The magazine’s contributors are open about loving their children while simultaneously feeling disillusioned, trapped, guilty—even angry. But reactions to the sometimes snarky content are mixed. This past fall, Janssen ran a column titled “Truths”—a list of confessionals from mothers that included one account of drinking wine regularly while pregnant—that drew both applause and criticism, and raised a question that resonates with every parent: How honest is too honest?
This tough-love approach fits Janssen’s hectic life.

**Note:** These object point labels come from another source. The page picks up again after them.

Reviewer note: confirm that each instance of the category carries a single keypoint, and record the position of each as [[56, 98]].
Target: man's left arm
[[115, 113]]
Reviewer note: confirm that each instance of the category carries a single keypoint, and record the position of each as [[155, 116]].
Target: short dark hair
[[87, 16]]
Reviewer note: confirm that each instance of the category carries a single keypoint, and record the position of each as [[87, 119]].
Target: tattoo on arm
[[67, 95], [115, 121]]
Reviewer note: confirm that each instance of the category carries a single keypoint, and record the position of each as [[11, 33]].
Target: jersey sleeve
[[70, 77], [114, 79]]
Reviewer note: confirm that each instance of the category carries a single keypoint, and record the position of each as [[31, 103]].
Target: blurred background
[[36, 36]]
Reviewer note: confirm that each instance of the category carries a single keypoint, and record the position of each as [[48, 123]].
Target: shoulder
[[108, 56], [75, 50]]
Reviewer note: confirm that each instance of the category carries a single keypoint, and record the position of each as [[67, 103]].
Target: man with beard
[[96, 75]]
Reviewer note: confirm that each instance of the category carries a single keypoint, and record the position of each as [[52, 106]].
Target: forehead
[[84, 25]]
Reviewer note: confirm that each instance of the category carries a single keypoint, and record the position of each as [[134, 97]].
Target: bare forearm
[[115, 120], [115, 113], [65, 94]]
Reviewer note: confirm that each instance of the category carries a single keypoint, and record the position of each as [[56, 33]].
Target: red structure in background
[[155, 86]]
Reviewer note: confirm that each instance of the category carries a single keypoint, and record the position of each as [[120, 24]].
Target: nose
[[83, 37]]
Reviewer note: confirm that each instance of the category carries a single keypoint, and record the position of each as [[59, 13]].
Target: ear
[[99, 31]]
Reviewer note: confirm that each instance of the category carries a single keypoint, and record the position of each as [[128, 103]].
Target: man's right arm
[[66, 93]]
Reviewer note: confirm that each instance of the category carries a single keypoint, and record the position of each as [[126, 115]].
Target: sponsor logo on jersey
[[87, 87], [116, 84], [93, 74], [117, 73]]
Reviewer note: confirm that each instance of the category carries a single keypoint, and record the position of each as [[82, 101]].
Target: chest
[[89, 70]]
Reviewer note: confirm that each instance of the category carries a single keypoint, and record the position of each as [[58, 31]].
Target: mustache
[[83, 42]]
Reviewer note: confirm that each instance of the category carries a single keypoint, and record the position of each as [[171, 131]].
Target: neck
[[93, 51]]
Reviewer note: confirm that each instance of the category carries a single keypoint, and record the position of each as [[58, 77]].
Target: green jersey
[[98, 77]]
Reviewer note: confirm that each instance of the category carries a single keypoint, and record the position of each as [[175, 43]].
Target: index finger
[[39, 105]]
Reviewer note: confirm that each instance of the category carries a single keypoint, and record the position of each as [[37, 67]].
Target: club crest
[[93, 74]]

In addition to her parenting and editing responsibilities, Janssen has survived stage-four breast cancer (after a double mastectomy, chemotherapy, and other treatments, her cancer scans have been clean since October 2008). “I built the brand of Get Born upon the assumption that life is messy,” she says. “We don’t offer trite, pat solutions—only company on this crazy road trip.” Get Born‘s growing following (the magazine is available at Tattered Cover Book Store and Boulder Book Store) is testimony to the appeal of her personal message. Since her first call out for stories, Janssen has received impassioned responses from mothers eager for a creative outlet. “I found I wasn’t alone,” Janssen says. “Indeed, there was a whole group of women breathing a gigantic, collective sigh of relief.”